The consultation covering the wider review of the regulations in 2022 sought views and further information on proposals to:

  • increase the minimum level of added nutrients to non-wholemeal flour and update criteria requirements for calcium carbonate added to flour
  • introduce the mandatory addition of folic acid to flour at 250 micrograms per 100 grams of non-wholemeal wheat flour
  • clarify that mandatory fortification applies to flour derived from common wheat only
  • exempt small-scale mills from the fortification requirements (those producing less than 500 metric tonnes per annum)
  • exempt flour used as a minor ingredient in a final product (less than 10% of the final product)
  • introduce the use of improvement notices to the enforcement regime

Of the proposals put forward, the UK Government said it intended to proceed with all of the ones set out in the consultation with the exception of the exemption of flour used as a minor ingredient. This was ‘primarily due to the added complexity this would create which could have the potential to compromise the effectiveness and enforceability of the regulations’.

The use of the term wholemeal remains contentious in some parts of the industry.

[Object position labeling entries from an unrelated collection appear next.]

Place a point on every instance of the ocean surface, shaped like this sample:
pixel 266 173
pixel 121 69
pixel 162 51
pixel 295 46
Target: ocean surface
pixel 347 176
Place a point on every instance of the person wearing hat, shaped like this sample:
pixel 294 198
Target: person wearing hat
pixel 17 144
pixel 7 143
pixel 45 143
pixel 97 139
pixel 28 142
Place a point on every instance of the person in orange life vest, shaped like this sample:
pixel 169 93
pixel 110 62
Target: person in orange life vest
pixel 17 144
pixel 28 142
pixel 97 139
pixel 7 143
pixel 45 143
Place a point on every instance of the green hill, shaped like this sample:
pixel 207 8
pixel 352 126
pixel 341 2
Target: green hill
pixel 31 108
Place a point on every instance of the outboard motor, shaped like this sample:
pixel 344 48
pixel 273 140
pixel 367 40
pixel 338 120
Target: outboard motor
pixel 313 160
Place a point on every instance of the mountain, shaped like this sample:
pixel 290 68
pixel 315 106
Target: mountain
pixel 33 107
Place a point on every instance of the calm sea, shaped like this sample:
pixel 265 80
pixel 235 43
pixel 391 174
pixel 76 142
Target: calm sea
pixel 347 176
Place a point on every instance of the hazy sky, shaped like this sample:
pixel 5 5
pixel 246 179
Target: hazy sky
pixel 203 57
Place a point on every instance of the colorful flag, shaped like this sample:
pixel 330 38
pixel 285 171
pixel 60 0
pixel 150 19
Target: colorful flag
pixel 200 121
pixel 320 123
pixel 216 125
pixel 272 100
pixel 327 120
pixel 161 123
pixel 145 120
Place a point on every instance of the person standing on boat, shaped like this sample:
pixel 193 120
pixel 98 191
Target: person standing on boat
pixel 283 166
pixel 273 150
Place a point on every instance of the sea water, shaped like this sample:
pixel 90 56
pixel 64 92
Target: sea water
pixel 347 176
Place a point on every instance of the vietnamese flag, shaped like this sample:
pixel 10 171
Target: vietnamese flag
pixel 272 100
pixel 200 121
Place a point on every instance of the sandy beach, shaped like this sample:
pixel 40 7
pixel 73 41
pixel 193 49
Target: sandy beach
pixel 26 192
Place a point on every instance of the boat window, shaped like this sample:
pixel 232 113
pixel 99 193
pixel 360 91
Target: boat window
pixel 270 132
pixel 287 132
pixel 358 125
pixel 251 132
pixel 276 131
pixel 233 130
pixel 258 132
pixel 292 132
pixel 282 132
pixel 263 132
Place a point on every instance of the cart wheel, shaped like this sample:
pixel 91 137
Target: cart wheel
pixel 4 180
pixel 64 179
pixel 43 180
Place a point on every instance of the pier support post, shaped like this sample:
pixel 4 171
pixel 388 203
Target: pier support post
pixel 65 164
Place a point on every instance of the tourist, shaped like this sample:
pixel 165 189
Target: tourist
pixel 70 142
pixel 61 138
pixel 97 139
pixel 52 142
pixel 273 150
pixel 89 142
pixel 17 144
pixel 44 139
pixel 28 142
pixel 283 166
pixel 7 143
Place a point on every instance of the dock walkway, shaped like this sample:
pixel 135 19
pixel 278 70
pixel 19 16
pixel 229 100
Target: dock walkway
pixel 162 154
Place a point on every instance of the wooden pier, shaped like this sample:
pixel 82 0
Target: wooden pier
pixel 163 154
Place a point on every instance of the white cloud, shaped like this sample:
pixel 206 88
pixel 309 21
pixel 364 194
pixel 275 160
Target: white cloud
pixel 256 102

The Real Bread Campaign has complained about its use to describe ‘50/50’ loaves and those that contain small amounts of white flour. At the time, Defra clarified that Regulation 6 of the Bread and Flour Regulations 1998 is “clear and strict” in that the term wholemeal shouldn’t be used in the labelling, advertising, or name of such bread, but instead declared on the ingredients list. However, it stressed it was not making a statement of the law, and that only the courts can interpret the law in a legally binding way. To help businesses navigate this, guidance on Regulation 6 is expected to be released shortly.

The UK Government will notify the World Trade Organization (all UK) and the European Commission (for changes in Northern Ireland) in accordance with international obligations, with a view to making the legislative changes later in 2024.